The following is just a guideline on how I made P.K Boo skeleton. I wish you luck if you try to build your own. I was able to find a skeleton that you stick in the ground at Wal-Mart. This concept will also work for other items but you need to change some of the dimensions. The whole idea was to make this prop with what I had around the garage and for cheap. This prop was placed behind a 2′ x 4′ 2″ thick Styrofoam Tombstone.
I used a scrap piece of wood (1″ x 8″ x 24″) for the base. As you can see from the above photo I marked out the center line and where I wanted to place the 2×4 supports (yellow rectangle). How far I spaced the 2×4 apart was determined by the width of the skeleton that was used.
Two 24″ long 2×4 were used because I wanted the skeleton to rise up about 20″ above the tombstone. As you can see from the photo once again the center line was marked. Holes were drilled to allow me to use zip ties to hold the 3/4″ PCV pipe in place in four spots.
The each 2×4 was mounted vertically on the base by three 3″ long #8 screws. The 3/4″ PCV pipe was then zip tied to the wood. If you wish you can also use U clamps but that was add cost to the project.
NOTE: I ran PK Boo on Halloween night for 5 hours with no problems using the zip ties.
The black paper on the bottom of the skeleton was removed to get to the Styrofoam. I used the existing hole that the skeleton already had for the ground stake.
On a piece of 12″ long 1/2″ PCV a V notch was cut at one end to fit in the hole at the bottom of the skeleton.
Here is the piece of the 12″ PCV inserted into the skeleton. This PCV will later be glued in place and be part of the lift mechanize.
Cut a piece of 1″x2″x8″ (the width was to fit the skeleton) of fir strip. The tree hole were drilled using a 7/8″ spade drill bit. This piece was glued onto the bottom of the skeleton using Liquid Nail.
After the glue had dried then two 25″ long 1/2″ PCV pipe were attached. The PCV is held in place with one 1″ dry wall screw. This method allows the PCV to have some side to side movement. See below photo.
Here is what the skeleton looked like at this stage. The 1/2″ PCV pipe slides down into the 3/4″ PCV pipe. At this stage you want to make sure the skeleton can move up and down freely. If not then make adjustment until it does.
I didn’t like the stiff wire used in the Skeleton’s as I wanted to a attach the hands to the top of the tombstone. The wire was removed from the Styrofoam bones that ran through the middle of the arms. Care needs to be taken as not to break the Styrofoam bones
Once the wire is removed there will be a nice groove in the center of the bone. Trimmer line (.080″) was hot glued in place of the wire. Take your time and do a small section at a time allowing the hot glue to dry. During this time you may need to hold the trimmer line down into the glue. I used a toothpick to do this as it can easily be broken off once the glue dries. Also make sure you leave about a 1″ spacing between the bones to allow for movement.
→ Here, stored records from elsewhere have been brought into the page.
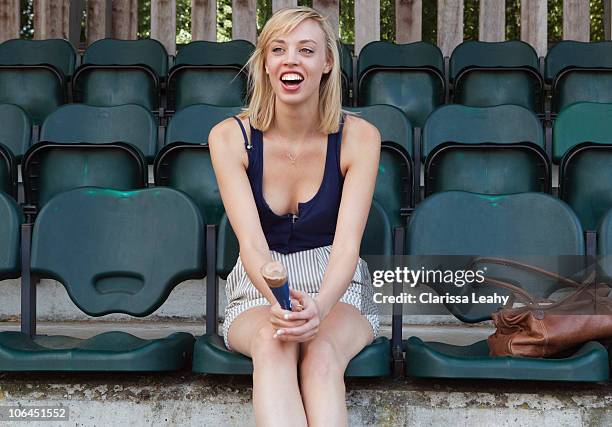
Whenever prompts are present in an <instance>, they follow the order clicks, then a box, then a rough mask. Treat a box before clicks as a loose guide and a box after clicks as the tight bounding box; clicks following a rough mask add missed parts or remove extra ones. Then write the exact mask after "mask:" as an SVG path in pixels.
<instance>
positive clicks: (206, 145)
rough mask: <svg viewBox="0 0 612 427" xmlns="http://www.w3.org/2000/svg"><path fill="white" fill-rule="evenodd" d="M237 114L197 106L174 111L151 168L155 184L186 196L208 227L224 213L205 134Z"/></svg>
mask: <svg viewBox="0 0 612 427" xmlns="http://www.w3.org/2000/svg"><path fill="white" fill-rule="evenodd" d="M240 110H241V108H240V107H217V106H214V105H205V104H199V105H191V106H189V107H186V108H184V109H182V110H180V111H178V112H177V113H176V114H174V116H172V119H171V120H170V123H169V124H168V127H167V129H166V146H165V147H164V148H163V149H162V150H161V151H160V153H159V155H158V156H157V158H156V159H155V164H154V166H153V171H154V175H155V184H156V185H161V186H169V187H172V188H176V189H177V190H181V191H183V192H185V193H187V194H189V196H191V198H192V199H193V200H194V201H195V202H196V204H197V205H198V206H199V207H200V210H201V211H202V212H206V218H207V220H208V221H209V224H219V221H220V220H221V217H222V216H223V214H224V212H225V210H224V209H223V203H222V201H221V195H220V194H219V188H218V186H217V180H216V178H215V172H214V170H213V168H212V163H211V160H210V152H209V150H208V134H209V133H210V130H211V129H212V128H213V127H214V126H215V125H216V124H217V123H219V122H221V121H223V120H225V119H227V118H228V117H231V116H233V115H236V114H238V113H240ZM236 126H237V125H236Z"/></svg>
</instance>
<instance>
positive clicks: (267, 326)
mask: <svg viewBox="0 0 612 427" xmlns="http://www.w3.org/2000/svg"><path fill="white" fill-rule="evenodd" d="M269 318H270V306H267V305H266V306H258V307H253V308H250V309H248V310H246V311H244V312H243V313H241V314H240V315H239V316H238V317H236V319H234V321H233V322H232V324H231V326H230V329H229V337H228V338H229V342H230V346H231V347H232V349H234V350H236V351H238V352H240V353H242V354H245V355H247V356H250V357H251V358H252V359H253V408H254V413H255V422H256V423H257V425H261V426H305V425H306V414H305V411H304V405H303V404H302V397H301V395H300V389H299V386H298V378H297V362H298V357H299V350H300V348H299V343H291V342H283V341H280V340H277V339H275V338H272V336H273V335H274V330H273V328H272V326H271V324H270V321H269Z"/></svg>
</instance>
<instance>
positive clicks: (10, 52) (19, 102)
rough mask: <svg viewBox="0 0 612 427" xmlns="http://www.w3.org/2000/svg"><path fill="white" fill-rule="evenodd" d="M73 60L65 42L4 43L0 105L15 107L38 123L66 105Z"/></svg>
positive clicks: (1, 70)
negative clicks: (67, 88) (22, 110)
mask: <svg viewBox="0 0 612 427" xmlns="http://www.w3.org/2000/svg"><path fill="white" fill-rule="evenodd" d="M75 61H76V51H75V49H74V47H73V46H72V44H70V42H68V41H67V40H61V39H51V40H21V39H14V40H7V41H6V42H4V43H2V44H0V103H9V104H16V105H19V106H20V107H21V108H23V109H24V110H25V111H27V112H28V113H29V114H30V115H31V117H32V120H33V121H34V124H39V123H41V122H42V121H43V120H44V119H45V117H47V115H49V114H50V113H51V112H52V111H53V110H55V109H56V108H57V107H58V106H59V105H62V104H64V103H65V102H66V99H67V97H66V95H67V90H66V88H67V82H69V80H70V78H71V77H72V74H73V72H74V67H75Z"/></svg>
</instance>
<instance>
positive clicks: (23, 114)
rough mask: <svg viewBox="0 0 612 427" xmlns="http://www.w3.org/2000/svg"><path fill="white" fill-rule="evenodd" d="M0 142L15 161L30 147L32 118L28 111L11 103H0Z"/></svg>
mask: <svg viewBox="0 0 612 427" xmlns="http://www.w3.org/2000/svg"><path fill="white" fill-rule="evenodd" d="M0 121H1V122H2V127H0V144H4V145H5V146H6V147H7V148H8V149H9V150H10V151H11V153H12V154H13V155H14V156H15V158H16V159H17V161H21V156H23V153H25V152H26V150H27V149H28V148H29V147H30V141H31V139H32V120H31V119H30V116H29V115H28V113H26V112H25V111H24V110H23V109H22V108H20V107H18V106H17V105H13V104H0Z"/></svg>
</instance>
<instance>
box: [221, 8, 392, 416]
mask: <svg viewBox="0 0 612 427" xmlns="http://www.w3.org/2000/svg"><path fill="white" fill-rule="evenodd" d="M248 68H249V86H250V87H249V89H250V103H249V105H248V108H247V109H246V110H245V111H244V112H243V114H241V115H240V116H239V117H234V118H230V119H228V120H225V121H223V122H221V123H220V124H218V125H217V126H215V128H214V129H213V130H212V131H211V133H210V136H209V144H210V151H211V156H212V162H213V167H214V169H215V174H216V177H217V181H218V184H219V189H220V192H221V197H222V199H223V204H224V206H225V210H226V212H227V215H228V218H229V220H230V223H231V225H232V228H233V229H234V231H235V233H236V236H237V237H238V241H239V243H240V257H239V259H238V262H237V264H236V266H235V267H234V269H233V271H232V272H231V274H230V275H229V277H228V280H227V287H226V293H227V296H228V306H227V309H226V311H225V322H224V325H223V335H224V339H225V343H226V345H227V346H228V348H231V349H232V350H234V351H238V352H240V353H243V354H245V355H247V356H249V357H251V358H252V359H253V367H254V372H253V404H254V412H255V419H256V421H257V423H258V425H266V426H269V425H283V426H286V425H306V424H308V425H310V426H317V425H326V426H329V425H346V424H347V411H346V403H345V387H344V376H343V374H344V371H345V368H346V366H347V364H348V362H349V361H350V360H351V358H352V357H353V356H355V355H356V354H357V353H358V352H359V351H360V350H361V349H362V348H363V347H364V346H366V345H367V344H369V343H371V342H372V340H373V339H374V338H375V337H376V335H377V333H378V329H379V323H378V312H377V310H376V307H375V306H374V304H373V301H372V298H371V295H372V292H373V291H372V285H371V280H370V275H369V273H368V271H367V265H366V264H365V263H364V262H363V260H361V259H360V258H359V246H360V242H361V238H362V234H363V231H364V228H365V224H366V220H367V216H368V212H369V209H370V204H371V201H372V194H373V192H374V184H375V180H376V174H377V170H378V160H379V154H380V135H379V133H378V131H377V129H376V128H375V127H373V126H372V125H370V124H369V123H367V122H366V121H364V120H362V119H360V118H358V117H356V116H348V115H346V116H345V115H343V113H342V110H341V99H340V98H341V83H340V63H339V58H338V52H337V47H336V38H335V36H334V33H333V31H332V29H331V27H330V26H329V24H328V23H327V21H326V19H325V18H324V17H322V16H321V15H320V14H319V13H318V12H316V11H314V10H313V9H310V8H306V7H299V8H292V9H283V10H280V11H278V12H277V13H276V14H274V15H273V16H272V18H271V19H270V20H269V21H268V22H267V24H266V25H265V27H264V29H263V30H262V32H261V35H260V37H259V40H258V43H257V47H256V49H255V51H254V53H253V55H252V57H251V59H250V60H249V64H248ZM256 213H257V214H256ZM271 260H279V261H281V262H282V263H283V264H284V265H285V267H286V268H287V270H288V275H289V285H290V287H291V288H292V291H291V297H292V298H293V299H294V301H293V307H294V311H292V312H289V311H284V310H282V309H281V308H280V306H279V304H278V303H277V302H276V300H275V298H274V296H273V294H272V292H271V291H270V289H269V288H268V286H267V285H266V282H265V281H264V279H263V277H262V275H261V272H260V268H261V267H262V265H264V264H265V263H267V262H269V261H271Z"/></svg>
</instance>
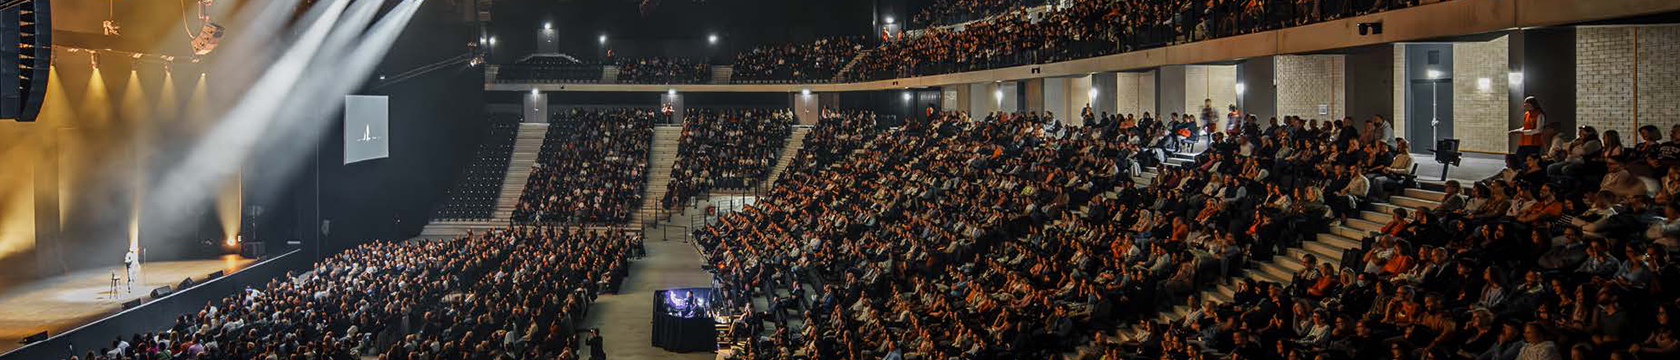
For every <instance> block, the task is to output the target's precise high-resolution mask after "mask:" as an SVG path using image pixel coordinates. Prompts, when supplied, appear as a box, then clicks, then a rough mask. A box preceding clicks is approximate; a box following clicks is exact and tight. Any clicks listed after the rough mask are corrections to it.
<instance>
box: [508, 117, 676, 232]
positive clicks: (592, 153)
mask: <svg viewBox="0 0 1680 360" xmlns="http://www.w3.org/2000/svg"><path fill="white" fill-rule="evenodd" d="M655 118H657V113H655V111H654V109H628V108H627V109H568V111H561V113H556V114H554V118H553V119H551V121H549V131H548V138H544V140H543V150H541V153H539V155H538V165H536V168H534V170H533V172H531V180H529V182H528V183H526V188H524V190H526V192H524V193H522V195H521V197H519V205H517V207H516V209H514V222H521V224H561V222H564V224H622V222H625V220H628V219H630V214H632V212H633V210H635V209H637V207H638V205H640V204H642V190H643V187H645V185H647V161H648V146H650V143H652V140H654V119H655Z"/></svg>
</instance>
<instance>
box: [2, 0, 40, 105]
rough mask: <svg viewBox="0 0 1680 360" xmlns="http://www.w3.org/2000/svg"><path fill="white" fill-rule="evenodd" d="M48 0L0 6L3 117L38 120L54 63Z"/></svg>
mask: <svg viewBox="0 0 1680 360" xmlns="http://www.w3.org/2000/svg"><path fill="white" fill-rule="evenodd" d="M49 5H50V3H49V2H47V0H7V2H5V5H3V7H0V54H5V56H0V119H13V121H35V116H37V114H40V104H42V101H44V99H45V96H47V69H49V67H50V66H52V8H50V7H49Z"/></svg>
Here is a photo of the linkage arm attached to the prop.
A 1/2″ PVC coupler was used to attached linkage arm to the prop. The bottom part of the coupler was glued to the 1/2″ PVC pipe. The top part was not glued so it could easily be removed from the prop.
Here is a close up of the notch that was cut into the lower part of the PVC pipe to allow the linkage to move freely.
The bottom view shows some spacers that were inserted to keep the linkage center in the notch.
Here is a close up view of the spacers used at the pivot point of the linkage.
Zip tie double stick hold down pad were placed on top of the tombstone where the hands were zip-tied in place.
Make sure the linkage arm does not make contact with the tombstone.